The author had a followup post about this that I found more interesting:

https://blog.nelhage.com/post/systems-that-defy-understandin...


As someone who works on a system that spans 10^big nodes, I really like the point in that post. At a certain level of complexity even your most baseline assumptions will have counterexamples, and 99.9% uptime means 1 in 1000 nodes are in various states of failure at any time. You have to build fault tolerance into the design at each layer to keep errors at base layers from snowballing into real outages. And that’s inherently at odds with the “fail fast” principle, so you have to spend a lot of energy on how to fail fast inwardly but stay operational outwardly.

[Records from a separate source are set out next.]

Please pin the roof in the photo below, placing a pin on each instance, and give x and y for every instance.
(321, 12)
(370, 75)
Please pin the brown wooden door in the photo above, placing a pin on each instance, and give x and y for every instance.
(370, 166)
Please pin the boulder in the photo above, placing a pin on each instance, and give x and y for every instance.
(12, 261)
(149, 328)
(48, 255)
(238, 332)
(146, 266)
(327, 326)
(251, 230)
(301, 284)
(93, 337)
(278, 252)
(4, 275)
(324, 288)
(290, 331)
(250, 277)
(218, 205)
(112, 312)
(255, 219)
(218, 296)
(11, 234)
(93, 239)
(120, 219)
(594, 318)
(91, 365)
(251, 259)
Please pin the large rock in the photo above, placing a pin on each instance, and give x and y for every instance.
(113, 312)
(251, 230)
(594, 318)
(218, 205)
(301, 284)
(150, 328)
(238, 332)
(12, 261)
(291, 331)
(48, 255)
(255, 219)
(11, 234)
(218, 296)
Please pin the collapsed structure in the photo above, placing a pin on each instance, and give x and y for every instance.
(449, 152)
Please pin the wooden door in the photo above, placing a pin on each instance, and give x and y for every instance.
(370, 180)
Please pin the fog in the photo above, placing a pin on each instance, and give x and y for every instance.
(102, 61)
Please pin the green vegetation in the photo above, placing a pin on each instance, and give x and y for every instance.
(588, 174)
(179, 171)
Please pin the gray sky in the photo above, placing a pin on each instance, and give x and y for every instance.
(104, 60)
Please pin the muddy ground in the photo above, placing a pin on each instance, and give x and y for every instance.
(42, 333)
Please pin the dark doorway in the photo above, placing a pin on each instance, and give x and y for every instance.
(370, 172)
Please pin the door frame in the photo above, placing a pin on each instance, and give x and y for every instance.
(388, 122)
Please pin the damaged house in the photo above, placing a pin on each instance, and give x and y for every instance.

.. you thus provide a perfect example of the claim made.


From the post:

"My advice for a practical upshot from this post would be: cultivate a deep sense of curiosity about the systems you work with. Ask questions about how they work, why they work that way, and how they were built."

This is the poignant thing about it all. The individual for who this post is written does not need to be told to cultivate this. The individual who does need to be told, on the other hand, is unlikely to.

In some ways the post reads as a "keep doing what you are doing" reminder.


Sometimes, it's good for people who engage in persuasive speaking to talk to each other and compare notes.

"Preaching to the choir" is known in some circles as rehearsing.

Similarly, I have owned a couple of books I got almost nothing out of, other than something I can hand to people who ask a lot of questions. They're good books to own. One is quite beat up at this point, but worth it.